Menurut  peneliti di Departemen Proteksi Tanaman, Fakultas Pertanian (Faperta) IPB Dr  Hermanu Triwidodo, penggunaan pestisida mendorong peningkatan serangan wereng. Semakin sering menyemprot, maka peluang terjadinya puso semakin besar.

“Penyebab ledakan adalah pemaksaan penanaman padi yang terus-menerus tanpa jeda, penggunaan insektisida yang terlarang untuk padi, serta pemupukan yang tidak seimbang, serta kesuburan tanah yang kritis,” ujar Hermanu.

Ia mengemukakan, penggunaan pestisida (insektisida, fungisida, herbisida dan bakterisida) pada padi sawah sangat tinggi. Contohnya,  di Karawang (Jawa Barat) rata-rata 11 kali per musim, sedangkan di Klaten (Jawa Tengah)  12 kali per musim.

“Hal ini melemahkan ketahanan ekosistem sawah karena matinya serangga musuh alami, kematian mikrob endofit, kerusakan keanekaragaman hayati mikroflora dan mesofauna dan rusaknya jaring makanan yang kompleks di sawah,” tutur  Hermanu.

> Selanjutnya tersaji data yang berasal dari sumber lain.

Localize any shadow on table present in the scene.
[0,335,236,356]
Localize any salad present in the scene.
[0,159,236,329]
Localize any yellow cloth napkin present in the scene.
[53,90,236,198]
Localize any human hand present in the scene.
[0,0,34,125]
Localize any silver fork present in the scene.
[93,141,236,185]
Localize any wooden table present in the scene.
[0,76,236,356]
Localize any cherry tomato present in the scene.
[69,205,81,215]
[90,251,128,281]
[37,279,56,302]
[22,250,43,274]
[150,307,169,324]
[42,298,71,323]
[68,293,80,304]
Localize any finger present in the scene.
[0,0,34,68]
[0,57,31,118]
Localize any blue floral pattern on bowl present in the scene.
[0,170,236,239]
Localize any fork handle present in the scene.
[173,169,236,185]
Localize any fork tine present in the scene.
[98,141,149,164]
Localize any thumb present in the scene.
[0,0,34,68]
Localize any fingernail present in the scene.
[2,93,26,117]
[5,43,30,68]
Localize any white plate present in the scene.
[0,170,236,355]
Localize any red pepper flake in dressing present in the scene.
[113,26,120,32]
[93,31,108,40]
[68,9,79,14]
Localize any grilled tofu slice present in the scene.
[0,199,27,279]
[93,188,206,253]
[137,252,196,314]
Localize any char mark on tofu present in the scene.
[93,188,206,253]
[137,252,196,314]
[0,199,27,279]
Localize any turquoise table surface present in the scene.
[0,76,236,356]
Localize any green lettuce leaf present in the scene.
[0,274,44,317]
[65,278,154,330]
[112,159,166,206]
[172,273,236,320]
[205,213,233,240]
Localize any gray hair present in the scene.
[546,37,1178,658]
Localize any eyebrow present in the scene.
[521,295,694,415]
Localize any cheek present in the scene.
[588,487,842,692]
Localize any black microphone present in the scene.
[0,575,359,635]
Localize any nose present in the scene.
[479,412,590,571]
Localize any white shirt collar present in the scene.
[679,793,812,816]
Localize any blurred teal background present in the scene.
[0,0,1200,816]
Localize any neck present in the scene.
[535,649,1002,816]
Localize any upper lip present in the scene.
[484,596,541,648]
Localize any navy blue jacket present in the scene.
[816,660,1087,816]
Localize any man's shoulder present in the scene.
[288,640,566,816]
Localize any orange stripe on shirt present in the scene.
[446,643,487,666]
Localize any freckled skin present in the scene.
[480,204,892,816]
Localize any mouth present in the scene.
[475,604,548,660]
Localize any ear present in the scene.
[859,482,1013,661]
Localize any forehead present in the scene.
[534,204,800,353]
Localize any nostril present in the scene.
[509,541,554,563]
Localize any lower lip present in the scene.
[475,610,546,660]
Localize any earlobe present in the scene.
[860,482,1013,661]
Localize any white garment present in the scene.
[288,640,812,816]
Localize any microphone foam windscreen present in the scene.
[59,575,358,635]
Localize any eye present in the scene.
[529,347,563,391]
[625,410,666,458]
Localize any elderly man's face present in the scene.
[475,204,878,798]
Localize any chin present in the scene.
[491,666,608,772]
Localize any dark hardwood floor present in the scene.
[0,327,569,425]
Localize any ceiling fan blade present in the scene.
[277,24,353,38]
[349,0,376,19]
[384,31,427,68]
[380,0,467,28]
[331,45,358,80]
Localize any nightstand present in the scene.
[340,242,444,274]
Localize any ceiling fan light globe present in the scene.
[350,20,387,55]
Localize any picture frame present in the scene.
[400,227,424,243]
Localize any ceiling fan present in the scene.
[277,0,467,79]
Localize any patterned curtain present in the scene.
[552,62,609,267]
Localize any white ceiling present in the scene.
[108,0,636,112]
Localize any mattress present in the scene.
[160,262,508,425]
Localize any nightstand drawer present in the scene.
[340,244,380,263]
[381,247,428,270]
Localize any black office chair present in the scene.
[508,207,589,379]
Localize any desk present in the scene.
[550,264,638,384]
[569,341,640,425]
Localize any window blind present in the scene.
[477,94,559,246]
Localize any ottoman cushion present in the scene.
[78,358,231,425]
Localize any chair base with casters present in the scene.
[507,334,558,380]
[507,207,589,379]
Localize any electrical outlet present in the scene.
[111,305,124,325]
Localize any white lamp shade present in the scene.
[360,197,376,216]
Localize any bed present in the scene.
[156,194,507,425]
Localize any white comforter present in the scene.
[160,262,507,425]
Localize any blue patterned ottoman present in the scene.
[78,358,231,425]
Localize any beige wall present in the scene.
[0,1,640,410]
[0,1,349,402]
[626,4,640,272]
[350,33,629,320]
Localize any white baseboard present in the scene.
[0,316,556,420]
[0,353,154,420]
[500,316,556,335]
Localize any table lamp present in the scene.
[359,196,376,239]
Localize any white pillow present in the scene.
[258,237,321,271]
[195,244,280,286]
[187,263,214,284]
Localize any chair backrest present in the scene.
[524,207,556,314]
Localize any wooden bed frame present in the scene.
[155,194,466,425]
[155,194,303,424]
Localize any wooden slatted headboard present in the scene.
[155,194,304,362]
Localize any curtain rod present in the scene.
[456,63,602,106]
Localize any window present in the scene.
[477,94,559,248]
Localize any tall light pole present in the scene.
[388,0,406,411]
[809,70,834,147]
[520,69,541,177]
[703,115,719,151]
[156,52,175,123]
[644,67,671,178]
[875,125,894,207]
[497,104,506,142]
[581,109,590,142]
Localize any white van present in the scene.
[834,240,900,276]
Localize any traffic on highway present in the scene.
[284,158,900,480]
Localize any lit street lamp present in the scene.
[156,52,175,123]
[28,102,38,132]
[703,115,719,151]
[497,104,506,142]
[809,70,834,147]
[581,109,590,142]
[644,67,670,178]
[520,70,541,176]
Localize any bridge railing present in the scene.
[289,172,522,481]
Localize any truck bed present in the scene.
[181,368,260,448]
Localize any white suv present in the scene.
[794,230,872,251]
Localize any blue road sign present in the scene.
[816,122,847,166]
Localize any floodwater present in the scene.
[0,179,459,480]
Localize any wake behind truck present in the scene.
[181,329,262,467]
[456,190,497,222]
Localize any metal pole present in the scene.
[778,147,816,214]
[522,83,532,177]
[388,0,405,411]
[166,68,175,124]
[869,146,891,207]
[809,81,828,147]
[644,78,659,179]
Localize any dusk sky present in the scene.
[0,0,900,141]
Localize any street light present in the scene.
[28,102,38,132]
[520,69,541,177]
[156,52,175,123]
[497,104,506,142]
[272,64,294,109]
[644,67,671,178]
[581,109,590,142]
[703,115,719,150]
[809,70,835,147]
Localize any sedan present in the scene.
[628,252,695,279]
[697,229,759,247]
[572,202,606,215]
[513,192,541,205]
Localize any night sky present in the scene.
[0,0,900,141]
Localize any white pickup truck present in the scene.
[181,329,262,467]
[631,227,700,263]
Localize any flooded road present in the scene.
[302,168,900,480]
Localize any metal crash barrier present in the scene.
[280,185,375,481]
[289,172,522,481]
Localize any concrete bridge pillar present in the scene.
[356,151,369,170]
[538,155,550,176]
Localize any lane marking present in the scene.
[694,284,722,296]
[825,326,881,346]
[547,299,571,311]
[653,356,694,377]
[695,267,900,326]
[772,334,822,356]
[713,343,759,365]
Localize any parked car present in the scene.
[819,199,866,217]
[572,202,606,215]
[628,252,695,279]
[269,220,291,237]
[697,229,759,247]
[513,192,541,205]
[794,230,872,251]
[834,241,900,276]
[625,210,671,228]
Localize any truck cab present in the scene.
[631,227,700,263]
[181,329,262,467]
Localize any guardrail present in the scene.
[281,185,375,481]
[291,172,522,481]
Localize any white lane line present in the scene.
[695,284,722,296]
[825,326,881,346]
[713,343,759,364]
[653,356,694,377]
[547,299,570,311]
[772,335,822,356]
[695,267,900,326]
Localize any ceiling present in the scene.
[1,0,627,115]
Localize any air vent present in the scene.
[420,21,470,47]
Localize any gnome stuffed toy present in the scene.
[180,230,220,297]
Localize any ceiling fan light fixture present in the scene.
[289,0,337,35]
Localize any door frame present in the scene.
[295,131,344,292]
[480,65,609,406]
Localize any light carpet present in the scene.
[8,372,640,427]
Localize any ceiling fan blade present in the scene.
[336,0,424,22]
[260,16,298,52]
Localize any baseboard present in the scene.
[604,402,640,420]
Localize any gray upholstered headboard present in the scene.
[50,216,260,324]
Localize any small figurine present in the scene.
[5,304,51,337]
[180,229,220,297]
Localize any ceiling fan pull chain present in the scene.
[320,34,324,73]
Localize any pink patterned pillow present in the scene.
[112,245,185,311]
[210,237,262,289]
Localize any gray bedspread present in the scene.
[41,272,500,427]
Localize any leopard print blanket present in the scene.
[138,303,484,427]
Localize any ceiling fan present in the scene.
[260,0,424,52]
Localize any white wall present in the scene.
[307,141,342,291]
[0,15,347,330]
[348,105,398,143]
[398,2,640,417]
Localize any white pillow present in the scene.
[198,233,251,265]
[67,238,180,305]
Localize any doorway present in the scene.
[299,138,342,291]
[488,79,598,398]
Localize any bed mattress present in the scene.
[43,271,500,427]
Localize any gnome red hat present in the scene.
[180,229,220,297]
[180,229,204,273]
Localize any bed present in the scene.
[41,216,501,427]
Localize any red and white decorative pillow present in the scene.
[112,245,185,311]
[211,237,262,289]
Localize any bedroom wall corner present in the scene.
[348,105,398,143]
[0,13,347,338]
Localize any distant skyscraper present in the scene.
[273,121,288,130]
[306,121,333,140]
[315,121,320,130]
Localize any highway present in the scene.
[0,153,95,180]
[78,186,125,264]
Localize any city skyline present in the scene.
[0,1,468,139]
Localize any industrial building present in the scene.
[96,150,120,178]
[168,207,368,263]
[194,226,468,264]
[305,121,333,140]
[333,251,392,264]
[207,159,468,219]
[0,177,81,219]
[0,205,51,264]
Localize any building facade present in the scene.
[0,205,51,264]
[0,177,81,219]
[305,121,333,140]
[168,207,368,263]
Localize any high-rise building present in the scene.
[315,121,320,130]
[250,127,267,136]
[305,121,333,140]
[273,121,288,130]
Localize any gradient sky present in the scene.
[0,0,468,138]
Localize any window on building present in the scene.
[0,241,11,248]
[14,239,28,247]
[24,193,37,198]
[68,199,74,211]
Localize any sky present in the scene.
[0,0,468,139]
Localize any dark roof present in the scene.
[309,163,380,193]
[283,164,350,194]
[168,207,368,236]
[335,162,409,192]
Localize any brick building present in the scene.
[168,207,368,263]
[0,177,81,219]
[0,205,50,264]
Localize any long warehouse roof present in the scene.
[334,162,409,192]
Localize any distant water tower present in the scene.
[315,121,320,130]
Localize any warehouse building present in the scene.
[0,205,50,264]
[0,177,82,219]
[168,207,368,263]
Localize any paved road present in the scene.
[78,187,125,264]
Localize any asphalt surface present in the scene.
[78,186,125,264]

Klinik Tanaman IPB, LPPM IPB dan GPN telah memberi peringatan akan kemungkinan terjadinya ledakan WBC dan menyediakan teknologi untuk menghindarinya. Ledakan wereng coklat tersebut disebabkan oleh adanya spot populasi wereng  coklat di hampir semua  daerah sentra produksi padi di Pulau Jawa.

Di samping itu, prakiraan curah hujan di atas normal pada  berbagai sentra beras pada musim hujan dan penggunaan pestisida terlarang dan aplikasi yang berlebihan oleh petani.

“Faktor lainnya adalah penggunaan pestisida yang berlebihan. Sebabnya marketing dan distribusi pestisida yang tidak terkontrol, kekalahan pelayanan pemerintah di bidang pertanian dibanding kios pestisida,  banyaknya bantuan pestisida oleh pemerintah, dan petani lupa akan Pengendalian Hama Terpadu (PHT),” ujarnya.

Berdasar pada permasalahan tersebut, kata Hermanu, Departemen Proteksi Tanaman Faperta IPB merekomendasikan penegasan kembali Inpres No. 3 Tahun 1986 tentang penerapan PHT dan pelarangan 57 jenis insektisida dan pelarangan terhadap pestisida lain penyebab resurgensi wereng pada tanaman padi. Juga, moratorium pengadaan pestisida oleh pemerintah serta pengalokasian pendidikan petani dan pemberdayaan pembuatan sarana pengendalian ramah lingkungan.

“Untuk musim tanam yang sedang berlangsung, jika terpaksa menggunakan pestisida, harus menggunakan pestisida yang mendapat izin penggunaan untuk wereng.  Jajaran penyuluh harus secara proaktif memberikan penyuluhan, jangan menyerahkannya pada kios penjual racun. Perlu penataan kembali regulasi pengelolaan pestisida  mulai pendaftaran, produksi, distribusi, pemasaran dan pemusnahannya,” paparnya.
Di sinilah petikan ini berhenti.